- DVD cover
- Genre: Drama; Thriller;
- Based on: Montana Sky by Nora Roberts
- Screenplay by: April Smith
- Directed by: Mike Robe
- Starring: Ashley Williams; John Corbett; Charlotte Ross;
- Theme music composer: Steve Porcaro
- Country of origin: United States
- Original language: English

Production
- Producer: Salli Newman
- Cinematography: Eric Van Haren Noman
- Running time: 96 minutes
- Production company: Mandalay TV

Original release
- Network: Lifetime
- Release: February 5, 2007

= Montana Sky =

2007 American romantic television film

Montana Sky is a 2007 American television film directed by Mike Robe and starring Ashley Williams, John Corbett, and Charlotte Ross. Based on the 1996 Nora Roberts novel of the same name, the film is about a wealthy stock dealer who bequeaths his Montana farm to his three daughters, provided they live on the ranch together for at least one year. Montana Sky is part of the Nora Roberts 2007 movie collection, which also includes Angels Fall, Blue Smoke, and Carolina Moon. The movie debuted on February 5, 2007 on Lifetime.

==Plot==
Half-sisters Willa, Tess, and Lily Mercy are left their wealthy father's multimillion-dollar estate, including his Montana ranch, after his death. The only stipulation is that the women will have to live with each other for a year.

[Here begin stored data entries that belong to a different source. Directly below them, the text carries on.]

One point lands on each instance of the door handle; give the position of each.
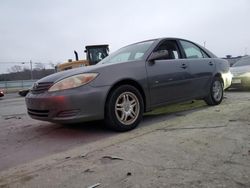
(184, 66)
(211, 63)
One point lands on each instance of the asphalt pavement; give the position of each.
(200, 147)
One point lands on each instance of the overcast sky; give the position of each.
(50, 30)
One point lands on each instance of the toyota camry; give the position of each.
(133, 80)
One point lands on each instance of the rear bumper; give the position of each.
(69, 106)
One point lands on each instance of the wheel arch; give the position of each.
(219, 75)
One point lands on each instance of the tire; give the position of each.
(124, 108)
(216, 92)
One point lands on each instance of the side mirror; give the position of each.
(162, 54)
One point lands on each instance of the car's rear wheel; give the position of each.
(124, 108)
(216, 92)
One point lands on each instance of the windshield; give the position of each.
(242, 62)
(129, 53)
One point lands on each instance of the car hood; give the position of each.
(239, 70)
(64, 74)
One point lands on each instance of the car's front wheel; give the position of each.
(124, 108)
(216, 92)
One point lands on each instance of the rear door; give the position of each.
(201, 68)
(167, 78)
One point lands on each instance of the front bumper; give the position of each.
(68, 106)
(240, 82)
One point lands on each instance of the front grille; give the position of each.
(39, 113)
(41, 87)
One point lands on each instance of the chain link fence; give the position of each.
(14, 86)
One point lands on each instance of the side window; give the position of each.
(121, 57)
(192, 51)
(171, 47)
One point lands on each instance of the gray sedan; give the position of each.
(133, 80)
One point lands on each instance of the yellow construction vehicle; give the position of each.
(94, 54)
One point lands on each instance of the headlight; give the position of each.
(73, 81)
(247, 74)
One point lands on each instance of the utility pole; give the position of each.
(31, 71)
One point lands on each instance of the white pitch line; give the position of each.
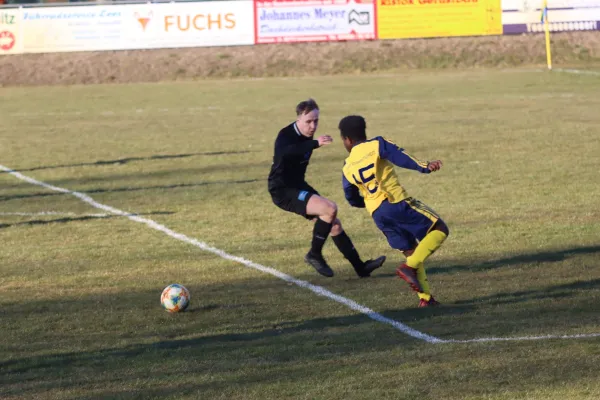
(307, 285)
(58, 213)
(179, 236)
(578, 71)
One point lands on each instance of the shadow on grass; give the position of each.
(237, 339)
(548, 293)
(131, 159)
(76, 219)
(129, 189)
(529, 258)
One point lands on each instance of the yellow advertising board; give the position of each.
(398, 19)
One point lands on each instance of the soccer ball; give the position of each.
(175, 298)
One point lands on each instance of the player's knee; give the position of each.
(331, 210)
(441, 226)
(336, 228)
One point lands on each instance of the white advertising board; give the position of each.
(134, 26)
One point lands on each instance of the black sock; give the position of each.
(320, 233)
(344, 244)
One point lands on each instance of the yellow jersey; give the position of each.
(369, 177)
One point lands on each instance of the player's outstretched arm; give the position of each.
(352, 194)
(284, 148)
(399, 157)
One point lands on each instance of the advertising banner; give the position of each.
(524, 16)
(314, 20)
(214, 23)
(399, 19)
(132, 26)
(11, 41)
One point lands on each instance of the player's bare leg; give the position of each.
(345, 246)
(326, 212)
(413, 271)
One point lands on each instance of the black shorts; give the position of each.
(294, 199)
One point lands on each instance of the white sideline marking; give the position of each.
(314, 288)
(307, 285)
(578, 71)
(69, 214)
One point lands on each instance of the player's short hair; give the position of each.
(353, 127)
(306, 106)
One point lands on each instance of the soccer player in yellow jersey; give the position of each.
(370, 182)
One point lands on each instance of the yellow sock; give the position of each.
(422, 277)
(430, 243)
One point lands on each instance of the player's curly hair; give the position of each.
(353, 127)
(306, 106)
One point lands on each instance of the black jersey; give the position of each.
(290, 161)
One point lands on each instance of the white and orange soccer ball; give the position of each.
(175, 298)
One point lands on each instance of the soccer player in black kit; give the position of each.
(293, 148)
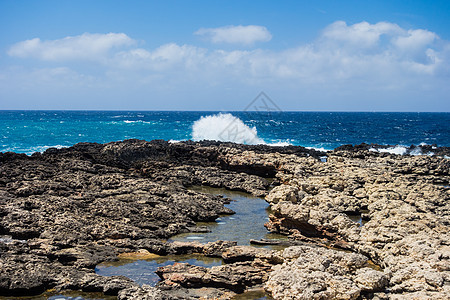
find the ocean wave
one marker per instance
(137, 121)
(225, 128)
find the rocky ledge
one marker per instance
(65, 211)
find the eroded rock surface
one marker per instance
(65, 211)
(404, 199)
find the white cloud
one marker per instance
(360, 35)
(86, 46)
(245, 35)
(358, 60)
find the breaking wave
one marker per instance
(225, 128)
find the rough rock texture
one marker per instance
(65, 211)
(315, 273)
(404, 198)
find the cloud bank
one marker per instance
(245, 35)
(345, 62)
(85, 46)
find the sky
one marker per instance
(219, 55)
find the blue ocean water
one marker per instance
(31, 131)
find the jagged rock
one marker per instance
(319, 273)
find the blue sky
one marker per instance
(218, 55)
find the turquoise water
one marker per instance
(248, 222)
(30, 131)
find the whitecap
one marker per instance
(225, 128)
(399, 150)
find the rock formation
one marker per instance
(65, 211)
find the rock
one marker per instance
(314, 272)
(283, 193)
(66, 210)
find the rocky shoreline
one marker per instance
(65, 211)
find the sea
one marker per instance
(35, 131)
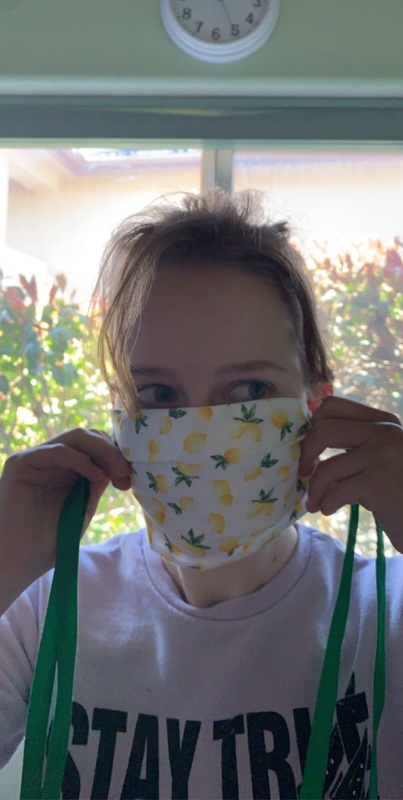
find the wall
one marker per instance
(330, 47)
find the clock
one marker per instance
(219, 30)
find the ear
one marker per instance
(318, 395)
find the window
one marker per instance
(59, 205)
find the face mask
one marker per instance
(215, 483)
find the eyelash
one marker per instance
(267, 386)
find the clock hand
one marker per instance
(226, 11)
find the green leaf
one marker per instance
(63, 374)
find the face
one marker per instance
(210, 336)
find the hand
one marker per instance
(370, 472)
(33, 487)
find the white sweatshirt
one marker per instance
(174, 701)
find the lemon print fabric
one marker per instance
(216, 483)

Having never previously met, the three sisters, who have very different personalities, agree to the strange situation, despite having reservations about their forced family reunion. The biggest problem, however, is the discovery of a saboteur in their midst.

When their father died, he left some bitter enemies behind that wanted to see his daughters fail. In order to get what is rightfully theirs, the three siblings needed to work harder than ever before to clean up the mess their father left behind.

During their trial, all three find love, and realize that maybe their situation wasn't such a bad thing after all.

==Cast==
- Ashley Williams as Willa Mercy
- John Corbett as Ben McKinnon
- Charlotte Ross as Tess Mercy
- Diane Ladd as Bess
- Laura Mennell as Lily Mercy
- Nathaniel Arcand as Adam Wolfchild
- Aaron Pearl as Nate Torrence
- Tom Carey as Jim
- Scott Heindl as Jesse Carne
- James Baker as Ham
- Donovan Workun as Pickles
- Stephen Hair as Ken Campbell
- James D. Hopkin as Preacher
- Heather Lea MacCallum as Coroner
- James Dugan as Vet

==Production==
The film was executive produced by Stephanie Germain and Peter Guber, who also executive produced seven other Nora Roberts films for Lifetime in 2007 and 2009. Though set in Montana, the film was actually shot in the provinces of Alberta and British Columbia, Canada.